739.8
‘Kałboj' or ‘Sanitary Management Assistant'? Precarious Work at the Bottom of the Occupational Ladder

Friday, July 18, 2014: 6:15 PM
Room: 315
Oral Presentation
Stef ADRIAENSSENS , Faculty of Economics and Business, KU Leuven, Brussels, Belgium
Some see an increasing polarization between attractive jobs and jobs at the bottom in Western labour markets. Indeed, there is evidence that jobs that fall between the two extremes, have become less important in recent decades. Some juxtapose interesting jobs with a corresponding salary, job security, prestige, career opportunities and attractive working conditions against precarious jobs where people are expected to work in flexible work schedules with little chance to develop skills, all that in return for a low salary. Some denote these bad jobs as 'precarious'.

What is missing in this literature, is a reliable job level empirical approach of the growing numbers of workers in the precariat. This contribution reports of a research into an previously neglected occupation: lavatory attendants. Their job is likely to exist of low paid and flexible work with limited social protection, low employability and non-existing prospects of a career. There is a stark parallel between the lack of social-scientific interest and the apparent social unease about this job. For instance, the Polish  ‘kałboj’ contaminates the Polish word for a lavatory attendant with phonetics for excrements (‘kał’). Other terms cloak the job in vague terms (the ‘sanitary management assistant’).

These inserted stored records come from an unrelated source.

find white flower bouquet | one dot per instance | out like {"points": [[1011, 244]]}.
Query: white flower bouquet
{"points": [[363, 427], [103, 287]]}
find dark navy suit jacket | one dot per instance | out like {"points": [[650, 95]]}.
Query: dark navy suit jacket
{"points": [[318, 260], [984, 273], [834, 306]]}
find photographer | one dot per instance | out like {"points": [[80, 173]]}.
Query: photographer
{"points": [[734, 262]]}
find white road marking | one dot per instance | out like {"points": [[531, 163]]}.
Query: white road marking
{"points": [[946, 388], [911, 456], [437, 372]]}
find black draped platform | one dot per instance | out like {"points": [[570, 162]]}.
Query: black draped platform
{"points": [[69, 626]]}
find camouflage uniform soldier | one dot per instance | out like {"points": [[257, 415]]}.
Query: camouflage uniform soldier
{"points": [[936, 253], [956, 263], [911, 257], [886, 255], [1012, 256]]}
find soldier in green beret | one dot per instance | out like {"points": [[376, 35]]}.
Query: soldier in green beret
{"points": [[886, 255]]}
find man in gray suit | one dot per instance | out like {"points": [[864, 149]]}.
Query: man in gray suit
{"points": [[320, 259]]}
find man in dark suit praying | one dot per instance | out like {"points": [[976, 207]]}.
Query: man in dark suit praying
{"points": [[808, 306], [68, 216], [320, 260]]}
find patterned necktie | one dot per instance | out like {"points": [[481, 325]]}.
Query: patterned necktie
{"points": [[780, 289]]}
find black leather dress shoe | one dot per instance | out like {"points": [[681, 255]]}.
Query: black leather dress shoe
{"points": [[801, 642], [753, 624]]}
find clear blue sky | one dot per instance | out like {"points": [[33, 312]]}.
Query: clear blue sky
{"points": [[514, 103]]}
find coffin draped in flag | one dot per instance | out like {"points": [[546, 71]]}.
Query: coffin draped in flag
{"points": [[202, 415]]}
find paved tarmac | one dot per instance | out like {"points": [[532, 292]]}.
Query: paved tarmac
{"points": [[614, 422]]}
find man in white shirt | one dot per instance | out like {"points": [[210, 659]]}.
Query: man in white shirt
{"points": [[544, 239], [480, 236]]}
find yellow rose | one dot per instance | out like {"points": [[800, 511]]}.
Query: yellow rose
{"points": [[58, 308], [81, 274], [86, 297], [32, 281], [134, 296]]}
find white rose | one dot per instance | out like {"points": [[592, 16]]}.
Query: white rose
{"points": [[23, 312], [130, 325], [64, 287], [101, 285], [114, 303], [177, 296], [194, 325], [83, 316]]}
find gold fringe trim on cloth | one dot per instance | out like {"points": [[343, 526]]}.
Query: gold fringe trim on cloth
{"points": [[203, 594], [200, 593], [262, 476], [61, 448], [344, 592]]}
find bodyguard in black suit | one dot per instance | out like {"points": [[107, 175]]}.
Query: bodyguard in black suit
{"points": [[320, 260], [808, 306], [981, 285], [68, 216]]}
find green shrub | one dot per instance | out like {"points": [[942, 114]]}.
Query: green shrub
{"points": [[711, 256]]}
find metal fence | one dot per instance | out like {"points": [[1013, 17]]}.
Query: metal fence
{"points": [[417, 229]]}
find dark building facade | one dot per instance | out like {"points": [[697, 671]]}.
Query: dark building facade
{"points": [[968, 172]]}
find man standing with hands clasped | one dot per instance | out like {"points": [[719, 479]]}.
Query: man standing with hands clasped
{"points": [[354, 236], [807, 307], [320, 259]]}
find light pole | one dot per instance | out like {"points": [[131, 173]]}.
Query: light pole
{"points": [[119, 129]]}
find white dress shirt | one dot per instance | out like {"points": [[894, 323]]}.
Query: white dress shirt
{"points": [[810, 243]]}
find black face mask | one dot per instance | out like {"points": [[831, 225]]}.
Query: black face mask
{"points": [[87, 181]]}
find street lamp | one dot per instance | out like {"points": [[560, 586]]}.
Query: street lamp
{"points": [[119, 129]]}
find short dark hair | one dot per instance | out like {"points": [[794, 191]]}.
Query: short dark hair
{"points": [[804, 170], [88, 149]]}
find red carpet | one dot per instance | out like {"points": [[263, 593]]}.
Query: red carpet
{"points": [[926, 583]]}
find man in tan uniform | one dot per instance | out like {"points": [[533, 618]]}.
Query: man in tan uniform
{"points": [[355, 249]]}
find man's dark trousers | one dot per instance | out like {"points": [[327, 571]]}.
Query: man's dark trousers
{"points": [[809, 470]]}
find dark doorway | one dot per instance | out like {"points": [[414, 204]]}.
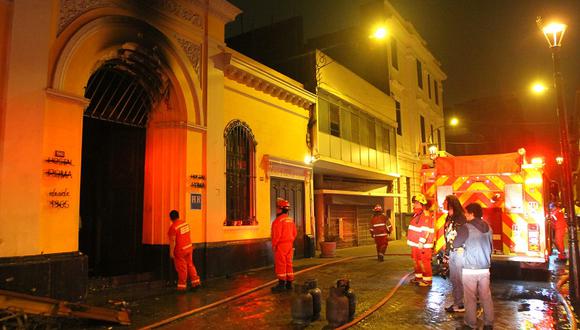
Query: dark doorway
{"points": [[292, 191], [111, 206], [122, 93]]}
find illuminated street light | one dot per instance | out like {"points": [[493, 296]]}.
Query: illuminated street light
{"points": [[554, 33], [432, 147], [433, 151], [380, 33], [453, 121], [539, 88]]}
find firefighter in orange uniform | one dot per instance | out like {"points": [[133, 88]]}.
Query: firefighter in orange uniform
{"points": [[380, 228], [560, 229], [181, 250], [420, 236], [283, 235]]}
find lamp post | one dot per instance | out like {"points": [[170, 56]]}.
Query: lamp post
{"points": [[554, 33]]}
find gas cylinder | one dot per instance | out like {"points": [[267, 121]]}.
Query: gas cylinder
{"points": [[316, 294], [345, 285], [336, 308], [302, 309]]}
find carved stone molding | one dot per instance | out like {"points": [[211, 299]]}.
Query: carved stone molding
{"points": [[193, 52], [71, 9], [175, 8], [245, 76]]}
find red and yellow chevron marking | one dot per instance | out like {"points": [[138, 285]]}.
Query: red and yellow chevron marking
{"points": [[482, 189], [440, 231]]}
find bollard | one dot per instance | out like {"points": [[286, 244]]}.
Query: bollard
{"points": [[316, 294], [302, 310], [345, 285]]}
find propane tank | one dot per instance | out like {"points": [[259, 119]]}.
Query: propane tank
{"points": [[316, 294], [302, 309], [336, 308], [345, 285]]}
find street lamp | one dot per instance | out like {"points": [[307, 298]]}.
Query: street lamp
{"points": [[539, 88], [432, 147], [554, 33]]}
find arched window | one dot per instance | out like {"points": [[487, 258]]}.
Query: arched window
{"points": [[240, 174]]}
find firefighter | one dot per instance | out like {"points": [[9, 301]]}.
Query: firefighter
{"points": [[420, 236], [181, 250], [380, 229], [560, 228], [283, 235]]}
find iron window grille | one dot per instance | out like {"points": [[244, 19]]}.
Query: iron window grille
{"points": [[240, 174]]}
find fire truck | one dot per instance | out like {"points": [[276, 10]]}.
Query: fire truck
{"points": [[514, 195]]}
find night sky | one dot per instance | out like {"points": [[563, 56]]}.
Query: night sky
{"points": [[486, 47]]}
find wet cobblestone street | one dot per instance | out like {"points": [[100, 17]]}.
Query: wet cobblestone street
{"points": [[518, 304]]}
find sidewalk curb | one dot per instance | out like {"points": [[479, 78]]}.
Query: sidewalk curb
{"points": [[569, 311]]}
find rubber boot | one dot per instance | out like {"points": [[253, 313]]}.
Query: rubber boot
{"points": [[281, 287]]}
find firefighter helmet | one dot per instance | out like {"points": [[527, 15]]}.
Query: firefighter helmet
{"points": [[419, 198], [282, 203]]}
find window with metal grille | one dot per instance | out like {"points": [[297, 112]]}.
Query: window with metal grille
{"points": [[436, 92], [419, 74], [399, 119], [240, 174], [394, 54], [423, 134]]}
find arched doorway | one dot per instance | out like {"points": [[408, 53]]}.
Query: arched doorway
{"points": [[122, 92]]}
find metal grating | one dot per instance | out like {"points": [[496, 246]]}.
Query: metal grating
{"points": [[124, 89]]}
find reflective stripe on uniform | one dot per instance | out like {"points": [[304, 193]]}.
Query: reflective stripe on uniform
{"points": [[414, 228], [475, 271]]}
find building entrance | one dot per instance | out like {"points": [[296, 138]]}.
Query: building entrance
{"points": [[122, 93], [111, 206], [292, 191]]}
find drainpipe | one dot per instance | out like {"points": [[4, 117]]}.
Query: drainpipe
{"points": [[204, 84]]}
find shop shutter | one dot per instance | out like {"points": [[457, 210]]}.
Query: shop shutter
{"points": [[363, 217], [342, 224]]}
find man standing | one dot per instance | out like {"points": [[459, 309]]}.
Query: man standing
{"points": [[380, 229], [283, 235], [476, 237], [560, 228], [455, 219], [420, 235], [181, 250]]}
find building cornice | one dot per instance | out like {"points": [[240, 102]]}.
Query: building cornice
{"points": [[238, 69]]}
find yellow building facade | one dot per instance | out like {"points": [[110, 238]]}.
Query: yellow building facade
{"points": [[113, 113]]}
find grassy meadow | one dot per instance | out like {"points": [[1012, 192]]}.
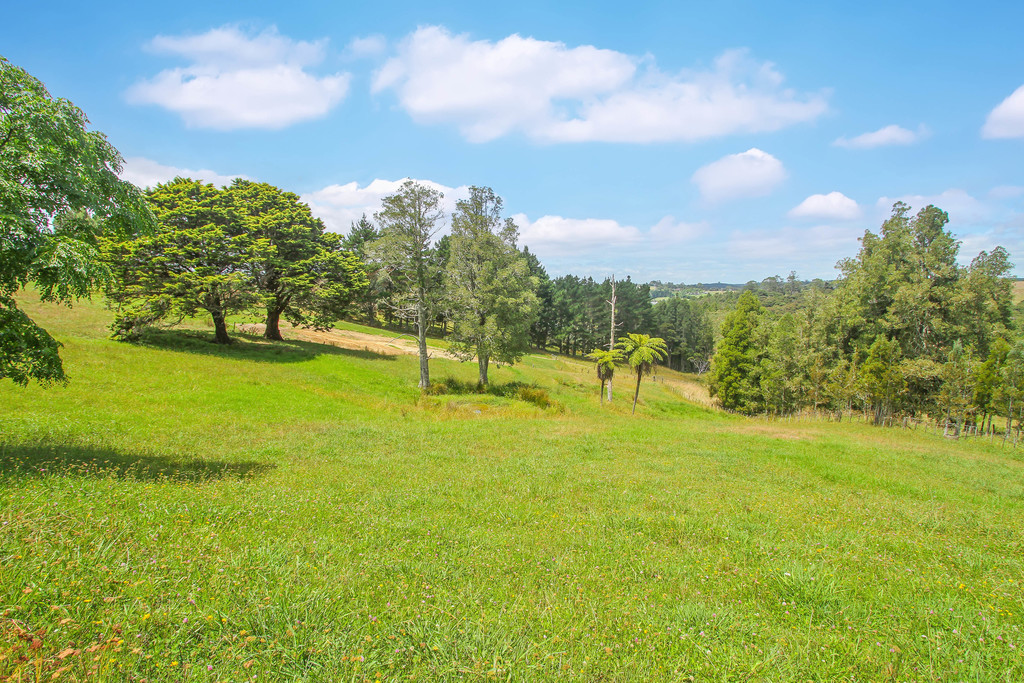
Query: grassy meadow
{"points": [[301, 512]]}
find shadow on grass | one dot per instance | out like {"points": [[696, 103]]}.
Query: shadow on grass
{"points": [[78, 461], [248, 347]]}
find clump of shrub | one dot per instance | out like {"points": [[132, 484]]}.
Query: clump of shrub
{"points": [[535, 395], [524, 392]]}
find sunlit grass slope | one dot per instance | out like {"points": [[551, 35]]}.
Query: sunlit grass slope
{"points": [[293, 511]]}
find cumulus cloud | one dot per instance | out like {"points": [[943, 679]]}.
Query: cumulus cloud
{"points": [[1007, 120], [795, 247], [834, 206], [236, 80], [669, 230], [752, 173], [890, 135], [367, 46], [341, 205], [555, 235], [1007, 191], [555, 93], [146, 173]]}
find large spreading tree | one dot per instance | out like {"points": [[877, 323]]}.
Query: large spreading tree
{"points": [[58, 190], [199, 259], [305, 274], [491, 292]]}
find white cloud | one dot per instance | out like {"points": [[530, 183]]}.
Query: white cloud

With the help of standardized questionnaires and in-depth interviews taken from a sample of these workers in Belgian cities, we document the score of lavatory attendants on precarity, job status, access to collective bargaining and social benefits, income, skill utilization and job strains. Also, because agency and self-assessment is so important to understand processes of polarization and precarization, toilet attendants are asked what they see as the main problems of their jobs and status. The results of this survey allow us to partially evaluate the effects of the Belgian flexicurity policy, aiming to provide workers with social security while allowing for flexible labour market policy.